Si vous en faites ainsi, alors vous devez contrôler la vie de vos
citoyens, ce qui est impossible. J’ai essayé, et j’ai
échoué. Il n’est même pas possible de le faire
seulement partiellement. J’ai essayé aussi et je n’y suis
pas parvenu. Vous n’êtes pas meilleurs que nous en matière
de planification. Je pensais que vos économistes pourraient tirer des
leçons de notre expérience’.
Les
contrôles des prix furent abolis en Allemagne par le Ministre de
l’Economie Ludwig Erhard en 1948, un dimanche, alors que les
autorités occupantes Américaines étaient absentes et ne
pouvaient rien faire pour l’en empêcher. De sa décision
découla le ‘miracle économique Allemand’.
Des
contrôles de prix ont été à l’origine de la
crise de l’énergie des années 1970 et à la crise
Californienne des années 1990 (seule le prix au gros de
l’électricité y était
dérégulé, et les prix au détail faisaient
l’objet de contrôles). Durant plus de 4000 ans, dictateurs,
despotes et hommes politiques de tous bords ont aperçu les
contrôles de prix comme une promesse ultime faite au public.
D’un
mouvement de leur main qui tient le stylo législatif, ils ont promis
de tout rendre moins cher.
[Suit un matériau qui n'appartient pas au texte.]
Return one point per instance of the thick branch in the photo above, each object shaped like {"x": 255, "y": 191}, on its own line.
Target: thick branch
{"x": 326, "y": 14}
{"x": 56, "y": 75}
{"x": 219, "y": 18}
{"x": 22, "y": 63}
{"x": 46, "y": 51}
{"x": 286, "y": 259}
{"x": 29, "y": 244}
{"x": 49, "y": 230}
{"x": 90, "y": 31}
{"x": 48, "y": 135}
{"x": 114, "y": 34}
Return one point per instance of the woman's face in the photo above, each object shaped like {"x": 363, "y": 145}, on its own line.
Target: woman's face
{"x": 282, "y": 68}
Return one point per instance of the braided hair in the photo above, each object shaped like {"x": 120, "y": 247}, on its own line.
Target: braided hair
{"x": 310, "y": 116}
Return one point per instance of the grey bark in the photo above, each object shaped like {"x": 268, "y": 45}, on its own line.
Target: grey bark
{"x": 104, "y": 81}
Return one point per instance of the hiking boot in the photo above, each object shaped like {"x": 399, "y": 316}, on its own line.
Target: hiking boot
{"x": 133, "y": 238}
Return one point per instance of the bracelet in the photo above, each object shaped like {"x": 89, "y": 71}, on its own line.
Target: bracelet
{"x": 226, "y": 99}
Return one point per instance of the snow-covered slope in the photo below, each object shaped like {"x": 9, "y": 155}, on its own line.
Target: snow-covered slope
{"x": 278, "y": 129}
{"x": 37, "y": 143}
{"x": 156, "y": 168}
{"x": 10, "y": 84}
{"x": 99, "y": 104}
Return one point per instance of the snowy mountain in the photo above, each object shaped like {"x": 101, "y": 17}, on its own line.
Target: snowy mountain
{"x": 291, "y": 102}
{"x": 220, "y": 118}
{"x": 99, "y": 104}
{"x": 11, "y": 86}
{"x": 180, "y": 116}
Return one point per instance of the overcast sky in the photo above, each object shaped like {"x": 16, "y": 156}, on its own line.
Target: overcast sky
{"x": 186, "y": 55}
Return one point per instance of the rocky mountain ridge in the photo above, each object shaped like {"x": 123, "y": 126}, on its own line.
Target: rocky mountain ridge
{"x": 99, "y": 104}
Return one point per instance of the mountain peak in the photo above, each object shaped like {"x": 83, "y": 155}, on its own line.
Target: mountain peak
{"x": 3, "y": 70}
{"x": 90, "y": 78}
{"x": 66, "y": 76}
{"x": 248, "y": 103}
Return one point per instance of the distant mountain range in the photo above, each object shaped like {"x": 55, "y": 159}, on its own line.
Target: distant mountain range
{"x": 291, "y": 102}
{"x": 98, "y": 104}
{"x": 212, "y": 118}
Et durant plus de 4000 ans, les
conséquences en ont été les mêmes :
pénuries aux conséquences parfois catastrophiques,
détérioration de la qualité des produits,
prolifération du marché noir sur lequel le prix est en
réalité trop élevé et où la corruption est
rampante, destruction de la capacité productive des industries
souffrant de contrôles de prix, distorsion des marchés,
création de contrôle de prix oppressants et tyranniques par la
bureaucratie et concentration dangereuse du pouvoir politique entre les mains
de ceux qui contrôlent les prix.
C’est
cela même que le public Américain ignorant tout
des principes économiques voudrait que le Congrès mette en
place sur le marché de l’industrie énergétique.
Espérons que les récents débats tenus au Congrès
au sujet du prix du carburant n’étaient rien de plus
qu’une de ses charades habituelles de relations publiques.